Security notes / Glossary
| Security related stuff.
- 1 Attacks
- 2 Access control
- 3 Hacking terminology
- 4 Network stuff
- 5 Unsorted
Least privilege (principle)
The principle of least privilege means each actor in a system should be able to access no more than it needs.
For example, you can say
- your web server should be denied to real all of the filesystem, except its own documents
- your backup program should
- be able to read most everything, but...
- not be able to run anything (beyond its own components)
- not be able to write anything except to the backup disk and its own logs
This is part of why functional accounts are often created for each such part: It's easier to handle this in broad terms even in simpler DAC setups, with just filesystem permissions.
When you want to crack down on this more thoroughly and more visibly, look at things like SELinux (because it adds MAC).
Note that the isolation in VMs and OS containers, are implicitly least-privilege as well: no connection to the outside unless permitted.
Discretionary Access Control (model)
Discretionary access control (DAC) means access to an object is at the discretion of the object's owner.
...more precisely, the identity of subjects.

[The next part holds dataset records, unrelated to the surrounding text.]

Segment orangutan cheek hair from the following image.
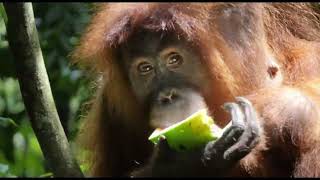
[73,3,320,177]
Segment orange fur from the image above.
[73,3,320,176]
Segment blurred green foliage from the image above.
[0,3,93,177]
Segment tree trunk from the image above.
[4,3,83,177]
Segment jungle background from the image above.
[0,3,320,177]
[0,3,94,177]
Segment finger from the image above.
[204,126,244,157]
[224,97,260,160]
[223,133,259,160]
[224,103,245,128]
[236,97,261,135]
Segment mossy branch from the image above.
[3,3,83,177]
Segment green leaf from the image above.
[39,172,53,178]
[0,117,18,127]
[0,163,9,174]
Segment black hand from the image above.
[202,97,261,174]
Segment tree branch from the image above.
[4,3,83,177]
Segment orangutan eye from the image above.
[138,62,153,74]
[167,53,183,67]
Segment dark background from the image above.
[0,3,320,177]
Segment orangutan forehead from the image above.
[120,31,185,56]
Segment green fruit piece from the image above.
[149,109,222,151]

Usually that's owner-based, though e.g. capability systems often allow transfer to other parts.
Mainly contrasted with MAC
- permissions in most filesystems
Mandatory Access Control (model)
Mandatory access control (MAC) means that the system that decides to allow access between objects, instead of the object owners (though some systems apply MAC on top of DAC)
Often means labeling objects with particular categories, and having rules based on these categories.
Such (often-broad) labeling is often done for practical reasons: it often makes the rules simpler, which makes it more clear they express what you intended.
MAC usually means design up front, and reconsidering that full design on each change.
This is also why it often assists DAC, because
- while MAC is good at partitioning off parts of a system in broad terms (e.g. web server may only read under /var/www regardless of permissions),
- MAC it is less flexible at anything you can't describe fully at the design stage (like people sharing specific files securely).
- while you can sort of implement DAC with MAC, this is often so messy
- to the point that it may be harder to verify as being correct
Role-Based Access Control
Role-based access control (RBAC) is focused on roles and role hierarchy, subjects and sessions.
It's a moderately detailed abstraction, not yet a system in itself, but may be useful to architect into larger systems where you want to keep overview of what is allowed to happen and what is happening, particularly in larger organisations.
This makes it a potential piece of of DAC, MAC and others - probably replacing a simpler implementation of one of its parts (e.g. the role/account stuff).
Attribute-based access control
If you squint, there is sometimes very little difference between a MAC category and a DAC group (whatever the preferred terms are).
That is, very similar to useand users - the remaining difference may lie largely in who may change the permissions - the admin, or the relevant user.
This is also roughly why there is value in combining MAC and DAC.